How low can stocks go? Updated risks and values – December 3rd

How low can stocks go? Updated risks and values – December 3rd

Bottom Line: The purpose of this story is to inform you as to what's possible in a near worst-case outcome for the financial markets. The reason is to understand what's possible, though unlikely, so you can plan soundly for your financial future unemotionally. The US stock market is the greatest wealth creation machine in the history of the world. I want you to benefit from it without making emotional mistakes with money.                  

Too often when we have a rare short-term downturn in the markets - it's too late to offer up information that might have been helpful ahead of time. This week's edition of "how low can stocks go" goes as follows...re the Dow, S&P 500 & Nasdaq stand against their all-time high levels:                           

  • DOW: 1% off record high
  • S&P 500: 1% off record high
  • Nasdaq: 1% off record high

After a remarkable run in November on back of a strong earnings season, we started December with the worst day for stocks in two months.Generally, December’s a great month for the markets. Last year’s 10% decline in December proved that’s not always the case. Every indication is that the economy is still super-strong. The Black Friday and Cyber Monday sales figures reinforce that point in spades. Still the jobs reports due out this week matter. So, to a lesser extent does the impeachment process this week. The bottom line is that the market will react negatively to anything that would be perceived to be bad news for President Trump or that could negatively impact his ability to complete trade deals – especially with China. That we’ve traded at record highs consistently during the impeachment proceedings to date – is a clear indication of how likely investors feel that the Democrats will be successful in their effort to potentially impeach and remove him from office.
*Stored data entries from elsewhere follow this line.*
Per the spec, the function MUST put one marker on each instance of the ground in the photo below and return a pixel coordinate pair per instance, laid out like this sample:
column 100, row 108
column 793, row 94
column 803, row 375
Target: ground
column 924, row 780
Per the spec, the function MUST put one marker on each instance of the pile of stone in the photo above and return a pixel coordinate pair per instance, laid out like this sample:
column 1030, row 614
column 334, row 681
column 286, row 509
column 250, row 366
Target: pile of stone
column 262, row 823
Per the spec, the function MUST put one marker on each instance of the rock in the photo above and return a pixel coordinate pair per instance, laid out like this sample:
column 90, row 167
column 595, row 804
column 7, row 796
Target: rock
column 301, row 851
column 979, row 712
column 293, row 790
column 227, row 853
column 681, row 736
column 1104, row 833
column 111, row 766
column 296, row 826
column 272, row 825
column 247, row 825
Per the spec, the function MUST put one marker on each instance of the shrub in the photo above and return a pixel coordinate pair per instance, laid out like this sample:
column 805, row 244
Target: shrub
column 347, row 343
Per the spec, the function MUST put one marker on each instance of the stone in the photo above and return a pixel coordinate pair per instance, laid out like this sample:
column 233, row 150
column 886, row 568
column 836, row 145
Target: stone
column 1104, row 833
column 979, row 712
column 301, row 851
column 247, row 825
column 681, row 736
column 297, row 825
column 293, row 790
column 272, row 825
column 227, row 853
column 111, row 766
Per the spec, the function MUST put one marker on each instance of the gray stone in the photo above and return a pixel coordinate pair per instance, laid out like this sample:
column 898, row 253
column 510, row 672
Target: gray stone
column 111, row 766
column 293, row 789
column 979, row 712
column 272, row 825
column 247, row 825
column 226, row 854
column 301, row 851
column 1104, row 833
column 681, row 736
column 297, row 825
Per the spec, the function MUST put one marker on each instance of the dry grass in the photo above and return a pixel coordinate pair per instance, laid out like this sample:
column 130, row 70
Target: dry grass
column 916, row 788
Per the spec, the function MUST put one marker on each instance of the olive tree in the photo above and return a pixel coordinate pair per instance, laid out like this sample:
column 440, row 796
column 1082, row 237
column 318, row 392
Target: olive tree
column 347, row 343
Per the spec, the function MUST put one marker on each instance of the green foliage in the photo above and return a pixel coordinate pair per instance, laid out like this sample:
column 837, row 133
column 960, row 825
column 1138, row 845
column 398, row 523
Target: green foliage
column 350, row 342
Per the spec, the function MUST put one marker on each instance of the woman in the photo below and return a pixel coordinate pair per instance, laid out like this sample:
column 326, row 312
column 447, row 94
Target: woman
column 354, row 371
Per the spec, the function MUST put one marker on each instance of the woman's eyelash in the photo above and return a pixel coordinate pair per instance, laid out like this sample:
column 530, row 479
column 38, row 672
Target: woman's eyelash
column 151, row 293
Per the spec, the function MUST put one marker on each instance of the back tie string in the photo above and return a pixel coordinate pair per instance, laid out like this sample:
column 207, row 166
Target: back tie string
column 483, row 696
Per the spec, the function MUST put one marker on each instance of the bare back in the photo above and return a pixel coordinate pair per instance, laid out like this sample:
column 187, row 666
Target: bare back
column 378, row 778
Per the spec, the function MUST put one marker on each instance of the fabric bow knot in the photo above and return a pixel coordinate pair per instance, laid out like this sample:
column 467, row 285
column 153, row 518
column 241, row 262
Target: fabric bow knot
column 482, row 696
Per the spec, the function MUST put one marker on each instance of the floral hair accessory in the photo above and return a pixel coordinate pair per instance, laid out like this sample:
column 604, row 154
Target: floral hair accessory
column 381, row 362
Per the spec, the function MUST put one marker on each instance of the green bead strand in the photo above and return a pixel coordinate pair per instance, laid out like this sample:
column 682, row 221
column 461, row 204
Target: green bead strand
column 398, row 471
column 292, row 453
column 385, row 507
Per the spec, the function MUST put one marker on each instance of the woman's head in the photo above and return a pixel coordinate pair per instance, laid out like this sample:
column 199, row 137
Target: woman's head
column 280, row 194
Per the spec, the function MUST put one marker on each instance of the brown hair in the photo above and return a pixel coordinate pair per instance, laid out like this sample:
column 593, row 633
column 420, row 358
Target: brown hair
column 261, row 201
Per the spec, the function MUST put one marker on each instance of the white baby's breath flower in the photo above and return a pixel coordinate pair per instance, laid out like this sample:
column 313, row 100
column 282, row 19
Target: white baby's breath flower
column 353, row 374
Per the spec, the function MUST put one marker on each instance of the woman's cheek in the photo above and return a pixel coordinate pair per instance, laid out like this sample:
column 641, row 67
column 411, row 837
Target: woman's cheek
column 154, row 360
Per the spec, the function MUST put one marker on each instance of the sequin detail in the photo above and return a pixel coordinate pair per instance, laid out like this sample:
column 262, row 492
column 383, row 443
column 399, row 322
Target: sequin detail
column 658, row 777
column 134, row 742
Meanwhile it’s been an incredible year for investors...

Year to date...

  • The Dow is up 19%, the S&P 500 is up 24% & the Nasdaq is up 29%        

Those are two plus years' worth of gains packed into 2019 already. This is a good time to check in on your investments. If your stock-based investments aren’t up by 19% to 29% at a minimum – you've been under-performing; you should figure out why...especially if you have a financial adviser that isn’t at least market average. 

As far as how low stocks could go...? If only market fundamentals mattered here's what we'd want to consider regarding the S&P 500 for example.                           

  • S&P 500 P\E: 23.07
  • S&P 500 avg. P\E: 15.77

The downside risk is 32% based on earnings multiples right now from current levels. That's 6% less risk compared with this time last year. Stocks are still generally a far better value than they were a year ago. That’s part of what’s so exciting here. Despite the gains in 2019, fundamentals have improved faster than stock prices. There’s considerably more value in the market today than even a year ago based on earnings. 

I don't expect a 32% selloff but it's always important to ensure that you're positioned for negative adversity. If a short-term decline at those levels wouldn't affect your day-to-day life, you're likely well positioned. If not, you should probably seek professional assistance in crafting your plan that balances your short-term needs with long term objectives.